On November 6, 2018, the Company finalized
an accounts receivable factoring agreement whereby the factor agent will purchase outstanding accounts receivable at its sole discretion
less certain commissions. The factoring agent commission due under the agreement is 1.19% of the face value of the purchased accounts
receivable for the twenty days immediately following invoice issuance plus 0.59% for each twenty days thereafter. The factoring
agent may advance cash to the Company at its sole discretion up to 90% of the purchase price with an initial maximum advance capacity
of $4,000,000. The Company may request increases to the maximum advance allowed under the agreement not to exceed an additional
$1,000,000 during each 90 day period immediately following execution for up to a maximum advance of $8,000,000.

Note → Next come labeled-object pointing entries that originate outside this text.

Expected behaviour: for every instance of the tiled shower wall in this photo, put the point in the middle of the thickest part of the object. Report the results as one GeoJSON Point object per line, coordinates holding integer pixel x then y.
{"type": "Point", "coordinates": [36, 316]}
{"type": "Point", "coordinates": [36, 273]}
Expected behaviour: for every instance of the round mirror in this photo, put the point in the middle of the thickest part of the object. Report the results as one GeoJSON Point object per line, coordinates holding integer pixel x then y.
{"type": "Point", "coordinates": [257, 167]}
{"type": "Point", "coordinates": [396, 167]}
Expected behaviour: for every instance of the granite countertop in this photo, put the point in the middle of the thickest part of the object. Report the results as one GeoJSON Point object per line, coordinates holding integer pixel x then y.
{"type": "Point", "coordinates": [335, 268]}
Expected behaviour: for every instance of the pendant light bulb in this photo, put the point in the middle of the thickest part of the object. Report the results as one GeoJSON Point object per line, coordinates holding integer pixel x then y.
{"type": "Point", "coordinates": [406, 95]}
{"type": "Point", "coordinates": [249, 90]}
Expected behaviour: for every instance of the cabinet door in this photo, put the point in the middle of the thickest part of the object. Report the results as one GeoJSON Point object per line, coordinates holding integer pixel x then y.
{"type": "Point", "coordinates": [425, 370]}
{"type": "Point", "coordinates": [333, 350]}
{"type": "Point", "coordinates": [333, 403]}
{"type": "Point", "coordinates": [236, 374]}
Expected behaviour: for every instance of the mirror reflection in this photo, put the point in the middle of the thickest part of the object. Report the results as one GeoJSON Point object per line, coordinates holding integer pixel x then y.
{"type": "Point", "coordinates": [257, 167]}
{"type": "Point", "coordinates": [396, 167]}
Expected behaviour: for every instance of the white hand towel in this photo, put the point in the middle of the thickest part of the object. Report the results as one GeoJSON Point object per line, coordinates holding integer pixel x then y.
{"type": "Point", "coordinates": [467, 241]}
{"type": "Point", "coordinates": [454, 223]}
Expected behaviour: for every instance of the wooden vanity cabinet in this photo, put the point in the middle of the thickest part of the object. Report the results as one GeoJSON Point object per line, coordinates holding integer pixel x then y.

The Company will issue compensation to
its financial advisor with respect to the agreement totaling 2.5% of the initial credit line limit, or $100,000, in four equal
installments. The advisor will receive further compensation of 3.0% of any future increases in the credit limit above $4,000,000
up to $8,000,000. The advisor also received a warrant to purchase 74,866 shares of common stock at an exercise price of $3.74 per
share for a period of five years. The warrant may be exchanged without the payment of any additional consideration for the Company’s
common stock based upon the values of the warrant and the stock at the time of the exchange.